Tensions diplomatiques entre la France et Haïti après des propos polémiques d’Emmanuel Macron
Une polémique diplomatique a éclaté entre la France et Haïti après des propos jugés déplacés du président Emmanuel Macron en marge du sommet du G20 à Rio. Dans une vidéo amateur devenue virale, le chef de l’État français a qualifié les responsables haïtiens de « complètement cons », suscitant une vive réaction de Port-au-Prince.
Un échange tendu en marge du G20
L’incident remonte à mercredi 20 novembre. Alors qu’il quittait le sommet du G20 au Brésil pour se rendre au Chili, Emmanuel Macron a été interpellé par un Haïtien qui l’accusait, lui et la France, d’être responsables de la crise profonde en Haïti. Selon la vidéo, le président a rétorqué : « Là franchement, c’est les Haïtiens qui ont tué Haïti, en laissant le narcotrafic. Et là, ce qu’ils ont fait, le Premier ministre était super, je l’ai défendu, ils l’ont viré ! » Il faisait référence au limogeage, le 10 novembre dernier, de Garry Conille, Premier ministre haïtien en poste depuis cinq mois.
Poursuivant, Emmanuel Macron a ajouté : « Ils sont complètement cons, ils n’auraient jamais dû le sortir, le Premier ministre était formidable », avant que l’enregistrement ne s’interrompe. Ces propos ont provoqué une onde de choc dans un pays déjà plongé dans une crise politique, économique et humanitaire.

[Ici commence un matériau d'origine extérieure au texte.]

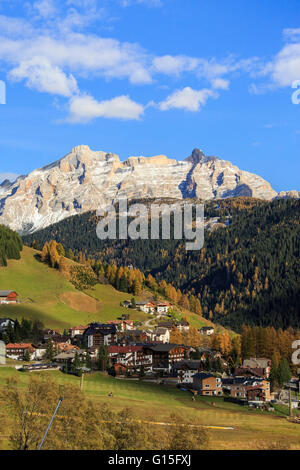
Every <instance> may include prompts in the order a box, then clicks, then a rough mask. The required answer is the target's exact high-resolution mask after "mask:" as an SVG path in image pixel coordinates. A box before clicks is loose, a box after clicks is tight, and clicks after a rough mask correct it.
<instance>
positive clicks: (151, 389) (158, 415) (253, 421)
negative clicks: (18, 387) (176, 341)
mask: <svg viewBox="0 0 300 470" xmlns="http://www.w3.org/2000/svg"><path fill="white" fill-rule="evenodd" d="M32 374H48V375H49V376H51V377H52V378H54V379H55V380H56V381H57V382H58V383H59V384H61V385H64V384H67V383H72V384H77V385H78V386H79V384H80V379H79V378H78V377H75V376H71V375H65V374H63V373H62V372H60V371H44V372H32ZM29 376H30V373H28V372H27V373H26V372H18V371H16V370H15V369H14V368H12V367H2V368H0V388H3V387H5V381H6V379H7V378H8V377H15V378H18V380H19V384H20V387H24V386H25V385H26V383H28V380H29ZM110 392H113V397H112V398H111V397H109V396H108V394H109V393H110ZM84 393H85V394H86V396H87V397H88V398H90V399H91V400H93V401H95V403H97V404H99V406H102V404H104V403H108V404H110V405H111V406H112V407H113V408H114V409H121V408H124V407H130V408H132V409H133V410H134V412H135V414H136V417H137V418H139V419H143V420H146V421H151V422H153V421H158V422H162V421H163V422H166V421H167V420H168V417H169V415H170V413H171V412H176V413H178V414H179V415H181V416H182V417H183V418H184V419H185V420H187V421H188V420H189V419H195V418H196V420H197V422H198V423H199V425H205V426H220V427H233V428H234V429H233V430H223V429H210V430H209V431H208V433H209V436H210V443H209V448H210V449H220V450H225V449H233V450H237V449H270V448H274V447H276V446H278V445H282V443H289V445H290V448H291V449H298V450H300V426H299V425H298V424H293V423H290V422H288V421H287V420H286V417H285V416H283V415H282V414H281V415H280V414H275V415H273V414H272V415H271V413H270V412H262V411H253V410H251V411H250V409H248V408H244V407H241V406H239V405H236V404H233V403H226V402H224V401H223V398H218V397H217V398H213V399H212V398H209V397H197V399H196V401H195V402H193V401H192V399H191V395H190V394H189V393H188V392H182V391H180V390H177V389H175V388H174V387H170V386H162V385H157V384H155V383H145V382H140V381H135V380H129V379H115V378H113V377H110V376H107V375H106V374H103V373H100V372H97V373H94V374H91V375H86V376H85V379H84ZM212 400H213V403H212ZM0 406H1V403H0ZM5 419H6V424H7V427H6V428H3V427H2V429H6V431H5V433H4V434H2V433H3V431H1V433H0V434H1V435H0V439H2V440H0V449H1V448H2V449H5V448H8V447H9V444H8V440H7V435H8V431H7V429H9V424H10V423H11V421H10V418H9V416H6V418H5Z"/></svg>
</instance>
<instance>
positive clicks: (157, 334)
mask: <svg viewBox="0 0 300 470" xmlns="http://www.w3.org/2000/svg"><path fill="white" fill-rule="evenodd" d="M168 331H169V330H168V328H162V327H160V326H158V327H156V328H155V329H154V333H155V334H156V335H165V334H166V333H167V332H168Z"/></svg>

Face à ces déclarations, les autorités haïtiennes ont exprimé leur indignation. Le ministre des Affaires étrangères, Jean-Victor Harvel Jean-Baptiste, a convoqué jeudi l’ambassadeur de France en Haïti, Antoine Michon, et lui a remis une lettre de protestation adressée au ministre français de l’Europe et des Affaires étrangères, Jean-Noël Barrot. « Ces propos sont inacceptables et constituent un geste inamical », a déclaré le ministère dans un communiqué.
Selon ce dernier, l’ambassadeur français a reconnu que les déclarations du président étaient « malheureuses ». Haïti a exigé une clarification officielle de la part de la France.
Macron réaffirme son soutien à Haïti
En déplacement au Chili, Emmanuel Macron a tenté d’apaiser les tensions. Lors d’un discours prononcé devant le Congrès chilien, il a déclaré : « La France continuera d’apporter son soutien au peuple haïtien et de soutenir toutes les initiatives visant à rétablir la sécurité et recréer un chemin vers une situation politique stable. Les Haïtiens le méritent. »
Cependant, ce geste suffira-t-il à calmer l’indignation haïtienne ? Le pays est actuellement gouverné par le Conseil présidentiel de transition (CPT) depuis la démission en avril dernier de l’ex-Premier ministre Ariel Henry, sur fond de violences liées aux gangs et d’instabilité politique. Le remplacement de Garry Conille par l’homme d’affaires Alix Didier Fils-Aimé, contre l’avis du Premier ministre sortant, a encore exacerbé les tensions internes.
Cette crise diplomatique met en lumière la fragilité des relations franco-haïtiennes. Alors que Haïti traverse une période de chaos sans précédent, les propos du président français risquent de renforcer le ressentiment contre une France souvent perçue comme paternaliste.
Pour Paris, cet épisode illustre les défis d’une politique étrangère dans un contexte de tensions historiques et de susceptibilités exacerbées. Quant à Port-au-Prince, cette affaire pourrait être un moyen de galvaniser un sentiment d’unité nationale face à ce qui est perçu comme une ingérence étrangère.